No one will comment if the unidentified player has defected

The last time a baseball player defected in Edmonton, Ron Hayter got blasted by Fidel Castro.

The chairman of the Edmonton International Baseball Federation, Hayter was held responsible by the Cuban leader after three players from his national team went missing in 2008 during the World Junior AAA Championships.

El Presidente was so angry he called Hayter from Havana, tracking him down at Telus Field.

“He was hostile,” Hayter said Tuesday as news spread about a possible defection here at the World Cup of Women’s Baseball. “He spoke enough English so that you knew exactly what he meant.

“He said, ‘Ron, you are the scum of the Earth.”’

On Tuesday morning, officials with the International Baseball Federation called Edmonton police after discovering a Cuban player had vanished overnight from Lister Hall, a residence at the University of Alberta where the eight teams competing in the World Cup are staying.

Scott Pattison, a police spokesman, said the athlete is not formally listed as missing because she is in the country legally and may have left on her own accord. She has not approached police seeking asylum and is not the subject of a search, Pattison said.

The identity of the player has not been released. Officials from the Cuban team have been unavailable for comment.

Hayter, a former Edmonton city councillor, said he has not officially been notified a defection occurred, but said it would not shock him. Enamoured with playing in the big leagues, a handful of Cuban men have defected in Edmonton over the years.

“The fact that this is a woman is what makes it different,” Hayter said. “That would be a first.”

The Cuban team has lost all four of its games so far at the World Cup, which has been held every other year since 2004. The Cubans were scheduled to play Team USA on Tuesday before the contest was rained out, a game rescheduled for 1 p.m. Wednesday at John Fry Park.

Volunteer drivers for the Cuban team said authorities did not act as if anything out of the ordinary had occurred when they arrived to pick up the team Tuesday morning. The leader of the delegation went from vehicle to vehicle, taking a head count, but that is standard protocol for the Cubans, who often lose top stars during international play.

In 2008, the Kansas City Royals signed pitcher Noel Arguelles to a $7-million, five-year contract after he bolted from Cuba’s junior team in Edmonton.

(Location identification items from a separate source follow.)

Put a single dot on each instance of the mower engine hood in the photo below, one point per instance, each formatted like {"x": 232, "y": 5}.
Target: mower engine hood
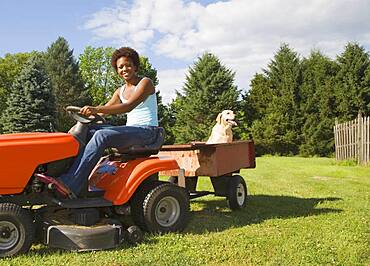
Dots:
{"x": 21, "y": 153}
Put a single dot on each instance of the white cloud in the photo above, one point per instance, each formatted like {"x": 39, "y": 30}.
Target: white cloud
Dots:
{"x": 170, "y": 81}
{"x": 243, "y": 34}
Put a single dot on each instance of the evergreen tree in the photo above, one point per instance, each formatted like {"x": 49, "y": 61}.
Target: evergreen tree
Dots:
{"x": 100, "y": 79}
{"x": 209, "y": 89}
{"x": 10, "y": 67}
{"x": 318, "y": 105}
{"x": 68, "y": 86}
{"x": 279, "y": 130}
{"x": 352, "y": 85}
{"x": 30, "y": 103}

While Hayter was surprised to receive a call from Castro that time, he wasn’t angered by the vitriol hurled in his direction.

“I said, ‘Mr. President, I have no idea how they escaped, and we didn’t do anything at all to encourage it,’” Hayter said. “I told him not to blame me, that we don’t keep teams under lock and key.”

Castro blamed him anyway.

“I remember it being a rather extended conversation and one that was decidedly one-sided,” Hayter said. “At the end, he hung up on me.”